October 2023 1 6 Report
que sucede en el texto “Borges y yo" y “el otro yo”​

Borges y yo
-Jorge Luis Borges
Al otro, a Borges, es a quien le ocurren las cosas. Yo camino por Buenos Aires y me demoro, acaso ya mecánicamente, para mirar
el arco de un zaguán y la puerta cancel; de Borges tengo noticias por el correo y veo su nombre en una terna de profesores o en un
diccionario biográfico. Me gustan los relojes de arena, los mapas, la tipografía del siglo XVII, las etimologías, el sabor del café y la
prosa de Stevenson; el otro comparte esas preferencias, pero de un modo vanidoso que las convierte en atributos de un actor.
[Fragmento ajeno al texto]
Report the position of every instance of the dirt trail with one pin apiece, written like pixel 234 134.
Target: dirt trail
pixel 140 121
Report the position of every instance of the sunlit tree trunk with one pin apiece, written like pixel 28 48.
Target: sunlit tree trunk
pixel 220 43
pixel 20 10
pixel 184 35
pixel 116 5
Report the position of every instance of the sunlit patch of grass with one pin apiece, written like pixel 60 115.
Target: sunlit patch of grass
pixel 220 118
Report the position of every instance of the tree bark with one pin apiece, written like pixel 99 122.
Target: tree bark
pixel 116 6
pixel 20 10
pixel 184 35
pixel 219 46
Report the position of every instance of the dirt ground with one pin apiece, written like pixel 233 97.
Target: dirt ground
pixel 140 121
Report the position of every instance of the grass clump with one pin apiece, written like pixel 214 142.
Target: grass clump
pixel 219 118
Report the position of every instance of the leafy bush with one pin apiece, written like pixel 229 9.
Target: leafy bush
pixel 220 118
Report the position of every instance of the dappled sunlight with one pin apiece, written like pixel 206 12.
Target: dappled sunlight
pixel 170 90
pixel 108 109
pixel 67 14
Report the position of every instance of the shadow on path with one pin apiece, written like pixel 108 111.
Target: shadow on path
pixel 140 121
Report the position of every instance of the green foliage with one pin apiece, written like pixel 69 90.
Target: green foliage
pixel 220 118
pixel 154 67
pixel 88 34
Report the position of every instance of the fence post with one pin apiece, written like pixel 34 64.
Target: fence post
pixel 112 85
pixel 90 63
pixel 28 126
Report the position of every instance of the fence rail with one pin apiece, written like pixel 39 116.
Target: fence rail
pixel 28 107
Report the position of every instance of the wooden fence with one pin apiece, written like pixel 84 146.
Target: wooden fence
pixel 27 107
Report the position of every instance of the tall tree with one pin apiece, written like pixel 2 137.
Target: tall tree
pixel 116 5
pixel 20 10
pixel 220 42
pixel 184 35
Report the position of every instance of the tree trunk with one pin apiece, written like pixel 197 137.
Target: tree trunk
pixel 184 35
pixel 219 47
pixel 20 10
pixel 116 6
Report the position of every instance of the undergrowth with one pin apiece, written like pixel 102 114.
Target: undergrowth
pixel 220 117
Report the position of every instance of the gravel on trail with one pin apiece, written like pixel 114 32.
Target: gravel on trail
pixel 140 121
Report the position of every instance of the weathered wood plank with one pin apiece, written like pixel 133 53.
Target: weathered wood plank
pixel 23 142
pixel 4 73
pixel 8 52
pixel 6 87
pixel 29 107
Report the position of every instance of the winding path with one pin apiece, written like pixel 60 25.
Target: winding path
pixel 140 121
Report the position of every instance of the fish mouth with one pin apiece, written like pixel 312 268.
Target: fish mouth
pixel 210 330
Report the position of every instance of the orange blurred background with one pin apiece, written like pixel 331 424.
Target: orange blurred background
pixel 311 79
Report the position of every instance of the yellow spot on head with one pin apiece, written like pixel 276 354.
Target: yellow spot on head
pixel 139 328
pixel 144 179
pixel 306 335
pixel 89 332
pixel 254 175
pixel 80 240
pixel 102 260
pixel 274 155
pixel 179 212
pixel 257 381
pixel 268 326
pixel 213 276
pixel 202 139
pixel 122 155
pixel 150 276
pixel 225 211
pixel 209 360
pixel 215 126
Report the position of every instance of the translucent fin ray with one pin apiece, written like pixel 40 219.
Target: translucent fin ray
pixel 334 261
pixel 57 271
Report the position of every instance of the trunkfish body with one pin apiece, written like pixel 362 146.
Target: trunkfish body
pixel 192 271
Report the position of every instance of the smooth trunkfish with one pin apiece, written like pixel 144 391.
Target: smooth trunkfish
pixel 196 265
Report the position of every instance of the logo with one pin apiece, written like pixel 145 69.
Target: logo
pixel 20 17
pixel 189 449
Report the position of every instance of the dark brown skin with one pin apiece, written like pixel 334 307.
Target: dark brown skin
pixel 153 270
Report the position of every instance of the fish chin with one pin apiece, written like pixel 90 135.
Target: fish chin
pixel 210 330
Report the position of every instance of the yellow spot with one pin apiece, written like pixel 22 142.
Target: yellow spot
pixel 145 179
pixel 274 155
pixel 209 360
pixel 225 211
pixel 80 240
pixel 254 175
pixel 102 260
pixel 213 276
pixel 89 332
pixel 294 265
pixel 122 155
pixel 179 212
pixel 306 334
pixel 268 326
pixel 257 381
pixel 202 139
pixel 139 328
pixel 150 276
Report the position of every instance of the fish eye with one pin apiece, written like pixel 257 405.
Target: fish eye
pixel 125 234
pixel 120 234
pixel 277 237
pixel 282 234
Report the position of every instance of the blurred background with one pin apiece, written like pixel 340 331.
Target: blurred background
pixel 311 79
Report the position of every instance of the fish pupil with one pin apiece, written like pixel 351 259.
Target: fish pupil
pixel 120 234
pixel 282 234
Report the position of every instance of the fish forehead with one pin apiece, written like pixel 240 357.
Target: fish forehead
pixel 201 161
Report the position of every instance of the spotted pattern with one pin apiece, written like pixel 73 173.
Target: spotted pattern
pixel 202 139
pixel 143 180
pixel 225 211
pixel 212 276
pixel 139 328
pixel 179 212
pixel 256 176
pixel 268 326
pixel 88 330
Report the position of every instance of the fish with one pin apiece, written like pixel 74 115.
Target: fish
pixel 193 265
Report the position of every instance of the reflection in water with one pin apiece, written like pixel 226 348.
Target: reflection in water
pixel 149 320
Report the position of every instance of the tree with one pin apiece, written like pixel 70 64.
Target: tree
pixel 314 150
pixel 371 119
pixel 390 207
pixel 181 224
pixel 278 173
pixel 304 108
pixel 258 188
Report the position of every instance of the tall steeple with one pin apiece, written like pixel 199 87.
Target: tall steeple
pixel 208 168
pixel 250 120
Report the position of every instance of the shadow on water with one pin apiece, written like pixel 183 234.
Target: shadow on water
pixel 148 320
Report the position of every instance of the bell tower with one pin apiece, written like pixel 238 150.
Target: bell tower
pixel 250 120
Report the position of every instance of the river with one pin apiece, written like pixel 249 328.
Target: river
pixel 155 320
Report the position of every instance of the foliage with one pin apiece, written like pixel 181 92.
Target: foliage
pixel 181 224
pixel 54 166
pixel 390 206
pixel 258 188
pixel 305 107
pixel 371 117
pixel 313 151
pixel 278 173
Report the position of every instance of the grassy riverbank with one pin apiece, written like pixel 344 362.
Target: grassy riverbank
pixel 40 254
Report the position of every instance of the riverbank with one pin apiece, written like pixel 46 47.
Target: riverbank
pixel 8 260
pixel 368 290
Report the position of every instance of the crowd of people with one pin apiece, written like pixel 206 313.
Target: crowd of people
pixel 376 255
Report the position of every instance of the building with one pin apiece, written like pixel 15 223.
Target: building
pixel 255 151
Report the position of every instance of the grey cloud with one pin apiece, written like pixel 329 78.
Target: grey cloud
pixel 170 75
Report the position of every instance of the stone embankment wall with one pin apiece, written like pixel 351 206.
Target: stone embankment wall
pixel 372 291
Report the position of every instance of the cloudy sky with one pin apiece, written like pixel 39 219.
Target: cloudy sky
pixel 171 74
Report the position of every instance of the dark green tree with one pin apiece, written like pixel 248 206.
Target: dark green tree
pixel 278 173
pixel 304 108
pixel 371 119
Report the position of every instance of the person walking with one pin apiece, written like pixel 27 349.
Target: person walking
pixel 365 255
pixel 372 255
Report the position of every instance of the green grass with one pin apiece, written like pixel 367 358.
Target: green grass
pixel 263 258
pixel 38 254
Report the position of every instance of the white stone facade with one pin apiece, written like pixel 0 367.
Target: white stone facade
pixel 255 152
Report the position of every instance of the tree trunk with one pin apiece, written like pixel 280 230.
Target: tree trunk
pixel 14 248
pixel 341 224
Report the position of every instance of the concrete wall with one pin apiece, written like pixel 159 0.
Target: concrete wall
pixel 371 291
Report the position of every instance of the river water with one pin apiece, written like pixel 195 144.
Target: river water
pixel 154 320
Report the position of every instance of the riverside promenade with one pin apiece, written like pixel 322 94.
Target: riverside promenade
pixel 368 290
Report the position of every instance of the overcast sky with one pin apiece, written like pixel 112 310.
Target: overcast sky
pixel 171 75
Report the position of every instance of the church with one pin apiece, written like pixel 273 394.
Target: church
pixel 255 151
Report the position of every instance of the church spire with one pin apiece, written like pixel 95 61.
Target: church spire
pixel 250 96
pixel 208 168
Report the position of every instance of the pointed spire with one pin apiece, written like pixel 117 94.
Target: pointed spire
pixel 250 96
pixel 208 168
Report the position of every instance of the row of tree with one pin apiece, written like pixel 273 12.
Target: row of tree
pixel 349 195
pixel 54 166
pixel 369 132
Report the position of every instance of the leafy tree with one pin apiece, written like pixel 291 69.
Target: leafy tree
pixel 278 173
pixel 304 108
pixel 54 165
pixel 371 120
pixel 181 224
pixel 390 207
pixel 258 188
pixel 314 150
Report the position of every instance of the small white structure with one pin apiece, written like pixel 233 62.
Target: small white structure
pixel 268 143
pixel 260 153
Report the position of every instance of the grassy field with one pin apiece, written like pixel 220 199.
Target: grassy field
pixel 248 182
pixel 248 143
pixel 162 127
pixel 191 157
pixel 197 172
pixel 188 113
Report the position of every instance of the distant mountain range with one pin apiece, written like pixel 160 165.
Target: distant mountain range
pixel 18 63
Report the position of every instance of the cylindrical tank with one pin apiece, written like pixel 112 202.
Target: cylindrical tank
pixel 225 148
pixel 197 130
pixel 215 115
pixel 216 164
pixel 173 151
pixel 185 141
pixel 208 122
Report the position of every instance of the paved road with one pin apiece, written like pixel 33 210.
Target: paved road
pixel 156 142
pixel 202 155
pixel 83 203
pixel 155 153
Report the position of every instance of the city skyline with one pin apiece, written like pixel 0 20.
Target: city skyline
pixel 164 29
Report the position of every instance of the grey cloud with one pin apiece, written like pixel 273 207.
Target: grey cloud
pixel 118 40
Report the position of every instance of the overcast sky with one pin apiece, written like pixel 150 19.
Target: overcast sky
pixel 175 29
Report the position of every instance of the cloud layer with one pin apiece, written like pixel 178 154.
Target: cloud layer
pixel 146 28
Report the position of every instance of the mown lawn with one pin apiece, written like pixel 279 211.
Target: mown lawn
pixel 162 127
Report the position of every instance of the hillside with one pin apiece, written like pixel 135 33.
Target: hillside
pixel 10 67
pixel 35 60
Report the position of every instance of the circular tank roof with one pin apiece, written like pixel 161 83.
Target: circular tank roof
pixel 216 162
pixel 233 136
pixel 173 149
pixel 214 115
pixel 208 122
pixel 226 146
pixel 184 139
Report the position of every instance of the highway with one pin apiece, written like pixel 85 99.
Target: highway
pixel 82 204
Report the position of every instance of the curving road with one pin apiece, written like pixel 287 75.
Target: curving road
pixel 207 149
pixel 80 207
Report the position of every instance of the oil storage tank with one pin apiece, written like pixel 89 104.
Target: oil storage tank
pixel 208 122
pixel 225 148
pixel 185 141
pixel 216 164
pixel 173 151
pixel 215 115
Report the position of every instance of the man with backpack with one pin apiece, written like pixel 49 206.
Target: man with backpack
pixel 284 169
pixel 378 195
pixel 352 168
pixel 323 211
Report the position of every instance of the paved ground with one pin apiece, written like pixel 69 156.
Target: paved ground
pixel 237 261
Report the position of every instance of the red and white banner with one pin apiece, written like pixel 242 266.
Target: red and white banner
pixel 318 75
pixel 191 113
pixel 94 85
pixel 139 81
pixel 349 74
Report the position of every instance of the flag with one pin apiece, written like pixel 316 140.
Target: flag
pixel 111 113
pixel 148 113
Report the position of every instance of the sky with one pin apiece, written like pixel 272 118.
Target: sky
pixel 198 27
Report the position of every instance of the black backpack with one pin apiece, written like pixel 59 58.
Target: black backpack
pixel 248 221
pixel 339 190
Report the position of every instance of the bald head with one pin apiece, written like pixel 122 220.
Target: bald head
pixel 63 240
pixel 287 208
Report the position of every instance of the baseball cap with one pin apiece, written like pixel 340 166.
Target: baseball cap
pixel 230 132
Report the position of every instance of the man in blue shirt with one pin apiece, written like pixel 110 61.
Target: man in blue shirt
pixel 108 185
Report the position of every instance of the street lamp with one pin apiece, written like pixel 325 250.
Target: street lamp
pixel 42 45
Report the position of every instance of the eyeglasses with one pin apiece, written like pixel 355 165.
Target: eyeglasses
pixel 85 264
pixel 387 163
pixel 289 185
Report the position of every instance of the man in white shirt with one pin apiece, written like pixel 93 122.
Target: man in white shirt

Sería exagerado afirmar que nuestra relación es hostil; yo vivo, yo me dejo vivir para que Borges pueda tramar su literatura y esa
literatura me justifica. Nada me cuesta confesar que ha logrado ciertas páginas válidas, pero esas páginas no me pueden salvar,
quizá porque lo bueno ya no es de nadie, ni siquiera del otro, sino del lenguaje o la tradición. Por lo demás, yo estoy destinado a
perderme, definitivamente, y solo algún instante de mí podrá sobrevivir en el otro. Poco a poco voy cediéndole todo, aunque me
consta su perversa costumbre de falsear y magnificar. Spinoza entendió que todas las cosas quieren perseverar en su ser; la piedra
eternamente quiere ser piedra y el tigre un tigre. Yo he de quedar en Borges, no en mí (si es que alguien soy), pero me reconozco
menos en sus libros que en muchos otros o que en el laborioso rasgueo de una guitarra. Hace años yo traté de librarme de él y
pasé de las mitologías del arrabal a los juegos con el tiempo y con lo infinito, pero esos juegos son de Borges ahora y tendré que
idear otras
cosas. Así mi vida es una fuga y todo lo pierdo y todo es del olvido, o del otro. No sé cuál de los dos escribe esta página.
FIN
El Otro Yo
-Mario Benedetti
Se trataba de un muchacho corriente: en los pantalones se le formaban rodilleras, leía historietas, hacía ruido cuando comía, se
metía los dedos a la nariz, roncaba en la siesta, se llamaba Armando Corriente en todo menos en una cosa: tenía Otro Yo.
El Otro Yo usaba cierta poesía en la mirada, se enamoraba de las actrices, mentía cautelosamente, se emocionaba en los
atardeceres. Al muchacho le preocupaba mucho su Otro Yo y le hacía sentirse incómodo frente a sus amigos. Por otra parte, el
Otro Yo era melancólico, y debido a ello, Armando no podía ser tan vulgar como era su deseo.
Una tarde Armando llegó cansado del trabajo, se quitó los zapatos, movió lentamente los dedos de los pies y encendió la radio. En
la radio estaba Mozart, pero el muchacho se durmió. Cuando despertó el Otro Yo lloraba con desconsuelo. En el primer momento,
el muchacho no supo qué hacer, pero después se rehízo e insultó concienzudamente al Otro Yo. Este no dijo nada, pero a la
mañana siguiente se había suicidado.
Al principio la muerte del Otro Yo fue un rudo golpe para el pobre Armando, pero enseguida pensó que ahora sí podría ser
enteramente vulgar. Ese pensamiento lo reconfortó.
Sólo llevaba cinco días de luto, cuando salió a la calle con el propósito de lucir su nueva y completa vulgaridad. Desde lejos vio que
se acercaban sus amigos. Eso le lleno de felicidad e inmediatamente estalló en risotadas.
Sin embargo, cuando pasaron junto a él, ellos no notaron su presencia. Para peor de males, el muchacho alcanzó a escuchar que
comentaban: «Pobre Armando. Y pensar que parecía tan fuerte y saludable».
El muchacho no tuvo más remedio que dejar de reír y, al mismo tiempo, sintió a la altura del esternón un ahogo que se parecía
bastante a la nostalgia. Pero no pudo sentir auténtica melancolía, porque toda la melancolía se la había llevado el Otro Yo.